Re: trim whitespace



John Kelly wrote:
On Sun, 22 Aug 2010 04:32:31 -0400, Shao Miller <sha0.miller@xxxxxxxxx>
wrote:

You do two C operations for every character. A read, and a store.
Right. Well, a read for every character, and a store for every character after the left trim, plus one store for the terminator.

Are you saying this code


/* Trim left */
while (isspace(*string = *i))
++i;

does not do a read and store on every iteration?
Oops. Missed that change in the paste. My claim should be accurate for:

/* Trim left */
while (isspace(*i))
++i;

Thanks, Mr. J. Kelly. Sorry about that.

I only read each character. The memmove() may be library optimized with
assembly language.
And if it isn't?

Then mine is no worse than yours.
Why not? Would you not have two read passes and one write pass?

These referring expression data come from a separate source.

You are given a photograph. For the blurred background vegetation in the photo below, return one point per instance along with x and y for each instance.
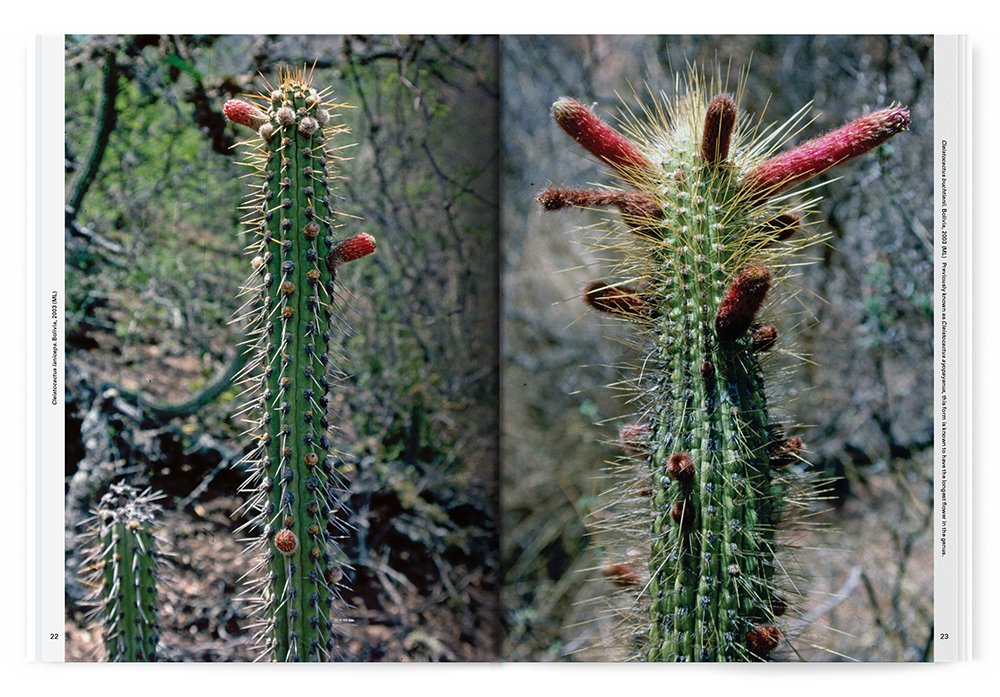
(862, 315)
(154, 263)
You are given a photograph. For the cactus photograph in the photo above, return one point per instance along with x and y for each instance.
(717, 283)
(281, 351)
(406, 348)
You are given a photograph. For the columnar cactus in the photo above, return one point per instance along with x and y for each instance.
(296, 247)
(122, 570)
(710, 234)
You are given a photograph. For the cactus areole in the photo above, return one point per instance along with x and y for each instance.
(709, 237)
(296, 244)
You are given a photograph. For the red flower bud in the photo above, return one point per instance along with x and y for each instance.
(244, 114)
(351, 249)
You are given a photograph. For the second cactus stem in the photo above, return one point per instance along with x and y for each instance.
(123, 570)
(709, 235)
(296, 492)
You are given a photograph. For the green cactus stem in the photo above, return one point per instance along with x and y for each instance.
(708, 238)
(122, 571)
(295, 488)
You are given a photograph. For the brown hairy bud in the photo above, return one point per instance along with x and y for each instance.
(720, 119)
(742, 301)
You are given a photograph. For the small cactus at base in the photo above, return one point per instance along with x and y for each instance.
(707, 242)
(122, 570)
(295, 490)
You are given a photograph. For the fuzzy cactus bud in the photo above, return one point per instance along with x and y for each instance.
(764, 338)
(599, 139)
(720, 119)
(680, 467)
(286, 541)
(742, 301)
(638, 209)
(621, 575)
(820, 154)
(762, 640)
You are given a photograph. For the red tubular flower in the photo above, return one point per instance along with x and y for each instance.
(820, 154)
(351, 249)
(599, 138)
(245, 114)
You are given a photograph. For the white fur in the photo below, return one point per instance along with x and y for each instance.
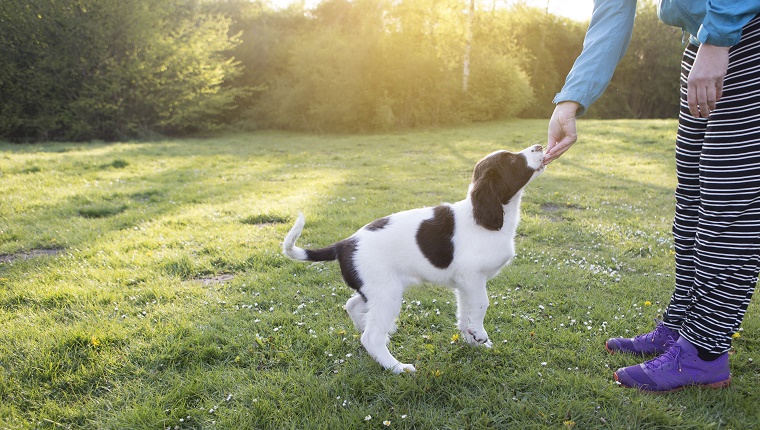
(388, 260)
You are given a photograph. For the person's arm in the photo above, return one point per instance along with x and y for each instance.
(606, 41)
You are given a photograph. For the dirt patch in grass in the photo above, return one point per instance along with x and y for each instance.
(264, 219)
(216, 279)
(26, 255)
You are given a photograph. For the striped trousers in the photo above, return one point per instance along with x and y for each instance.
(717, 223)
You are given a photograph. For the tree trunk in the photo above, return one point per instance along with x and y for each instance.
(468, 47)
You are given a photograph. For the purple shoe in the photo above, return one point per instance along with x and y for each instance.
(678, 368)
(654, 342)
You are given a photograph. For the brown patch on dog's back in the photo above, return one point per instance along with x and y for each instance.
(378, 224)
(434, 237)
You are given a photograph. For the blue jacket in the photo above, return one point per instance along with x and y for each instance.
(716, 22)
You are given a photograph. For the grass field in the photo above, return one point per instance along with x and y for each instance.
(142, 286)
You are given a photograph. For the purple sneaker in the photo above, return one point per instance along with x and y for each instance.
(678, 368)
(654, 342)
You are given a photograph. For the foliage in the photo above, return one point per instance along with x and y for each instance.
(109, 69)
(646, 83)
(173, 307)
(112, 69)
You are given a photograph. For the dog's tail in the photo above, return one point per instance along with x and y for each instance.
(290, 249)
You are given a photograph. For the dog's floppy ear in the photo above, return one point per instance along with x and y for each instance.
(495, 180)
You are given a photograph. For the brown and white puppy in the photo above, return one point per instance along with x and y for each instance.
(460, 245)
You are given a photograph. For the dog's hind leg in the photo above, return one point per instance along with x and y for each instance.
(382, 310)
(357, 310)
(472, 303)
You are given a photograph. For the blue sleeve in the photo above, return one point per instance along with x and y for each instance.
(724, 20)
(607, 39)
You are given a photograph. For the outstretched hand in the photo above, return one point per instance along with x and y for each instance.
(562, 133)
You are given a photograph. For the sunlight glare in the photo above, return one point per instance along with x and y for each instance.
(579, 10)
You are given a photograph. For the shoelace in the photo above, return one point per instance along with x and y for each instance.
(672, 355)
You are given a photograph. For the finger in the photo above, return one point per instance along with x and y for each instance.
(691, 100)
(703, 102)
(559, 149)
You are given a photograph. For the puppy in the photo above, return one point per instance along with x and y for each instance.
(460, 245)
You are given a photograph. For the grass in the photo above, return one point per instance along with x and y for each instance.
(142, 286)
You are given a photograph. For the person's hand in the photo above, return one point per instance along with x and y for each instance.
(562, 132)
(705, 82)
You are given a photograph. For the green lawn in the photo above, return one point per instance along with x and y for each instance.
(142, 286)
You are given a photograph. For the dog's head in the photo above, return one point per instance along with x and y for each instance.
(497, 178)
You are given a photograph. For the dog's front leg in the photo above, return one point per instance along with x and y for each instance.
(472, 303)
(382, 309)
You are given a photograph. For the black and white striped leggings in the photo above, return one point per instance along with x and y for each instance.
(717, 223)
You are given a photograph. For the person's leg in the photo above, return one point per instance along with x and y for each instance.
(691, 133)
(689, 138)
(723, 260)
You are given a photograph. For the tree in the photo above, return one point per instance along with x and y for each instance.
(110, 69)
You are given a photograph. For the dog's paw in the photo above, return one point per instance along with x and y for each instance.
(475, 338)
(403, 368)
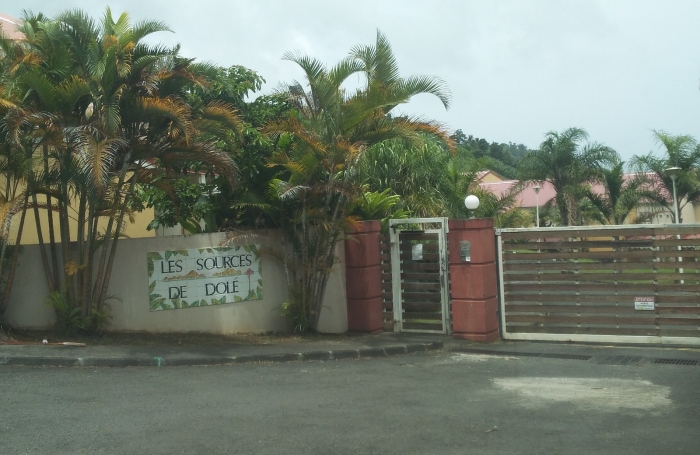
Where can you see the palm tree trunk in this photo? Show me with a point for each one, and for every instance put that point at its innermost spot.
(50, 282)
(97, 291)
(113, 250)
(15, 256)
(49, 214)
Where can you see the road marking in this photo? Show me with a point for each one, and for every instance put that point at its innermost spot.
(607, 394)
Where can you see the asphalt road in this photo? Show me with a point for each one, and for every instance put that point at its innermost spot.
(434, 403)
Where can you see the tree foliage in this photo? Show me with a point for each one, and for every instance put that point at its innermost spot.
(681, 151)
(319, 145)
(569, 165)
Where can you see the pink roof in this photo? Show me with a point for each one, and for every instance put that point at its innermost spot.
(528, 198)
(8, 26)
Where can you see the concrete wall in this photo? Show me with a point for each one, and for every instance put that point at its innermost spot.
(129, 285)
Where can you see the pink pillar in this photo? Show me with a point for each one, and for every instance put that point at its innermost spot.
(473, 284)
(363, 279)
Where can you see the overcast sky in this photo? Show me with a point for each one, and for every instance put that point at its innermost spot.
(516, 68)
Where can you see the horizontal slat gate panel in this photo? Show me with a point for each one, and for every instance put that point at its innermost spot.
(584, 281)
(423, 326)
(387, 291)
(600, 309)
(604, 331)
(420, 282)
(551, 266)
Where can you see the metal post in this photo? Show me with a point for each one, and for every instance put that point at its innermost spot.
(537, 203)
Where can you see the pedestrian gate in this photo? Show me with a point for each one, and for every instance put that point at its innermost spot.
(419, 275)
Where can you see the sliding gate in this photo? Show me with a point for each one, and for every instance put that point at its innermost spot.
(632, 284)
(419, 277)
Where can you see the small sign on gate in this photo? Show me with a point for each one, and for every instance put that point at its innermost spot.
(644, 303)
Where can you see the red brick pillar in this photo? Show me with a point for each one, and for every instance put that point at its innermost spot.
(473, 284)
(363, 280)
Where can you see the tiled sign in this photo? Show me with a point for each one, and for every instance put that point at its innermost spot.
(204, 276)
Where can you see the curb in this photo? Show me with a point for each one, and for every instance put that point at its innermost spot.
(340, 354)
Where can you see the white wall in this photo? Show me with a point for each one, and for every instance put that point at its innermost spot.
(129, 284)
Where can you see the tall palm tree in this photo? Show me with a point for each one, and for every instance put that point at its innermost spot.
(621, 196)
(680, 151)
(568, 165)
(118, 118)
(319, 148)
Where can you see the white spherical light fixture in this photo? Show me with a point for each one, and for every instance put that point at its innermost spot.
(471, 202)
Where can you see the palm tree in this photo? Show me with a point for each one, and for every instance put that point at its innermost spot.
(621, 196)
(320, 145)
(568, 165)
(116, 118)
(680, 151)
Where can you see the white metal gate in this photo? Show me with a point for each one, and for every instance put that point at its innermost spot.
(420, 275)
(624, 284)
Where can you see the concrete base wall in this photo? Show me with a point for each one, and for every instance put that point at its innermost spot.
(129, 287)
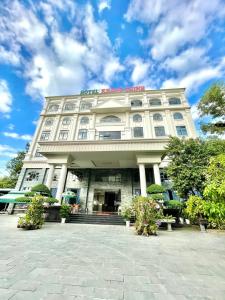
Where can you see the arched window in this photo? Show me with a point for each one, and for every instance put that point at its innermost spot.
(84, 120)
(155, 102)
(174, 101)
(157, 117)
(136, 103)
(49, 122)
(178, 116)
(66, 121)
(137, 118)
(110, 119)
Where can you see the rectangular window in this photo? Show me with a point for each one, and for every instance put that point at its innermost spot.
(181, 130)
(85, 105)
(138, 132)
(69, 106)
(45, 135)
(63, 134)
(109, 135)
(82, 134)
(160, 131)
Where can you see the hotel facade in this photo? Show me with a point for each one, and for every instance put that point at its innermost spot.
(105, 145)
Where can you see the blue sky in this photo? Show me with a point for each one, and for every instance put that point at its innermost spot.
(58, 47)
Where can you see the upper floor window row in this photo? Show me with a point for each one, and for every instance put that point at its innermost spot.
(178, 116)
(85, 105)
(45, 135)
(48, 122)
(66, 121)
(174, 101)
(53, 107)
(157, 117)
(136, 103)
(84, 120)
(137, 118)
(69, 106)
(110, 119)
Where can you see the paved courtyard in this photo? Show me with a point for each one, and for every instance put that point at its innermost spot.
(70, 261)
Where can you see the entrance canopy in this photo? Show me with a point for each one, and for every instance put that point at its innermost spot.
(11, 197)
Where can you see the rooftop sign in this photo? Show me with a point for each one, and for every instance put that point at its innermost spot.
(116, 90)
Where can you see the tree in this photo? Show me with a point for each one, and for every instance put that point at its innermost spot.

Suppose 'memmove' "remaps" the pointer to point directly to the target. Well that'd certainly be a nearly instantaneous "write pass".

Maybe 'strchr' could quickly give you a pointer to the end of the string and you can 'isspace' your way backwards to find the right-hand trim boundary.

The implementations of 'memmove' and 'strchr' are unknowns. How can you guarantee that your own read pass followed by a 'memmove' will be no slower than your own read pass and your own write pass?

Seems intuitive to me.
Ok. Well perhaps you are right. :)

Function calls to C Standard Library functions can have overhead. Checking overlap conditions in a 'memmove' implementation can have overhead. Using a buffer in a 'memmove' implementation can have overhead. Calculating the number of times to copy X bytes-at-a-time followed by the remaining bytes can have overhead. I'm not suggesting that these concerns are valid for your target implementation(s), but they are unknowns, aren't they?

Maybe we should race.
Ok. Gathering statistics seems like a fair suggestion. But really I offered the code because it doesn't worry about 'ptrdiff_t' or 'size_t' and you seemed concerned about that.

If you expect that 'memmove' calls will significantly outperform this code, it's still possible to avoid 'ptrdiff_t'. During your search for the terminator, you could increment a count up to 'SIZE_MAX' and perform a 'memmove' on either termination condition or 'SIZE_MAX' count reached condition.
.